Precision medicine is pushing regulation beyond indication-based models
Regulatory frameworks were built around discrete indications. Precision medicine, particularly in rare disease, is increasingly organized around mechanisms.
The FDA recently announced the Plausible Mechanism pathway for rare disease drug development. The idea is that a therapy targeting a specific biological pathway may be relevant across multiple conditions without requiring entirely separate development programs for each.
This represents a shift from indication-based to mechanism-based thinking. It has several implications.
First, it changes how evidence is generated. Data from one condition may inform development in another if the underlying mechanism is shared. This increases the value of translational and cross-indication datasets.
Second, it introduces new challenges for regulators. Evaluating therapies across multiple small populations requires flexibility in how evidence is interpreted, particularly when traditional randomized controlled trial designs are not feasible.
Third, it creates divergence across regions. While the US and UK have begun to formalize these approaches, equivalent frameworks are less developed in Europe. This can create friction and uncertainty for global programs.
The Rare Disease Day panel discussion emphasized that this lack of alignment has practical consequences. Differences in regulatory expectations affect where trials are run, how data is generated, and when therapies become accessible in different regions.
Regulatory systems are moving toward greater flexibility, but the pace and direction of that movement are uneven. For developers, this creates both opportunity and complexity. For patients, it creates variability in access that is currently built into the system.
Data infrastructure is becoming the bottleneck to scale
Precision medicine depends on the ability to identify, stratify, and follow patients across datasets. In rare disease, the limitations of current infrastructure are particularly visible.
Individual datasets are often too small to support robust analysis. Progress depends on linking data across institutions and geographies. However, data is frequently stored in incompatible formats, limiting interoperability.
The cost of this fragmentation is significant, both in financial terms and in lost opportunities for insight.
At the same time, the inputs are improving. Whole genome sequencing costs have declined dramatically, making comprehensive datasets more accessible. Standards such as FHIR and frameworks such as FAIR provide a foundation for integration.
The constraint is no longer data generation.

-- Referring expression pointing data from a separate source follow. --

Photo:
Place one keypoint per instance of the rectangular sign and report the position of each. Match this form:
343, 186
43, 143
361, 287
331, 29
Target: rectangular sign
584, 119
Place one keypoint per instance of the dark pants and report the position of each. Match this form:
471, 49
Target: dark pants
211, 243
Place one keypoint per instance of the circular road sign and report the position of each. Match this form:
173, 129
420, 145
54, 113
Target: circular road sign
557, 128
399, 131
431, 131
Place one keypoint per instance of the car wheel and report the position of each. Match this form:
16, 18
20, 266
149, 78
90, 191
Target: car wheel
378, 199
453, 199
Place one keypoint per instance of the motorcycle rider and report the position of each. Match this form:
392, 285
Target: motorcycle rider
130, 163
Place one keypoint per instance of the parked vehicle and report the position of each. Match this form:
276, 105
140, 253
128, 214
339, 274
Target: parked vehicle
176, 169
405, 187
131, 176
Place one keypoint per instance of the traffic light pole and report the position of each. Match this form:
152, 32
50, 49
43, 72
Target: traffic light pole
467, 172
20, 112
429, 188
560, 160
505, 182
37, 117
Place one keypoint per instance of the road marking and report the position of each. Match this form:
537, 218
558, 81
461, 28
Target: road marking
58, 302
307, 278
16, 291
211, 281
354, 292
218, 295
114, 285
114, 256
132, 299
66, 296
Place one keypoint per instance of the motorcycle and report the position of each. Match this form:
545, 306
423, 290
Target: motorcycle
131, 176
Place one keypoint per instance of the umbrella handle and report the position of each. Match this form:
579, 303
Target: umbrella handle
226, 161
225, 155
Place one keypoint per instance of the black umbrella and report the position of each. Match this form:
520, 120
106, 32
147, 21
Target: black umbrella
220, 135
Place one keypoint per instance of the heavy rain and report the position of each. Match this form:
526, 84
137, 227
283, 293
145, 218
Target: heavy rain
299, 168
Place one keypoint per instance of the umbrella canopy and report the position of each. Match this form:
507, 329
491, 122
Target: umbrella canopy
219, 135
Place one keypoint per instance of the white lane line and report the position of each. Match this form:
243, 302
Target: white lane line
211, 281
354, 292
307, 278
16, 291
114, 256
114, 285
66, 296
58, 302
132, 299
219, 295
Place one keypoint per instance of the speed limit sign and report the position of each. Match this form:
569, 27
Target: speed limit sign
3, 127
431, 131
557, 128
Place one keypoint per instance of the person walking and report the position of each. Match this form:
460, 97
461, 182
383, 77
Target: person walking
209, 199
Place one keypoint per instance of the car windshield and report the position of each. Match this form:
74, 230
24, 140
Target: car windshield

It is data usability.
The implication is that infrastructure, not science, is becoming the primary limiting factor in scaling precision medicine. Sponsors that can integrate, standardize, and reuse data will be able to move faster and design more efficient trials.
Five-year signals for precision medicine
Several patterns emerging from rare disease provide insight into how precision medicine is likely to evolve over the next five years. These are summarized in the infographic below.
Conclusion
Rare disease concentrates the challenges that precision medicine is beginning to encounter more broadly. The responses developed in this context provide a view of how clinical development is evolving.
Sponsors that treat rare disease as a model rather than a niche will be better positioned to design trials that generate credible evidence, secure regulatory confidence, and translate scientific innovation into real-world impact.
As these approaches scale, the defining difference between programs will be how early design decisions are made and how effectively they are integrated into the trial from the outset.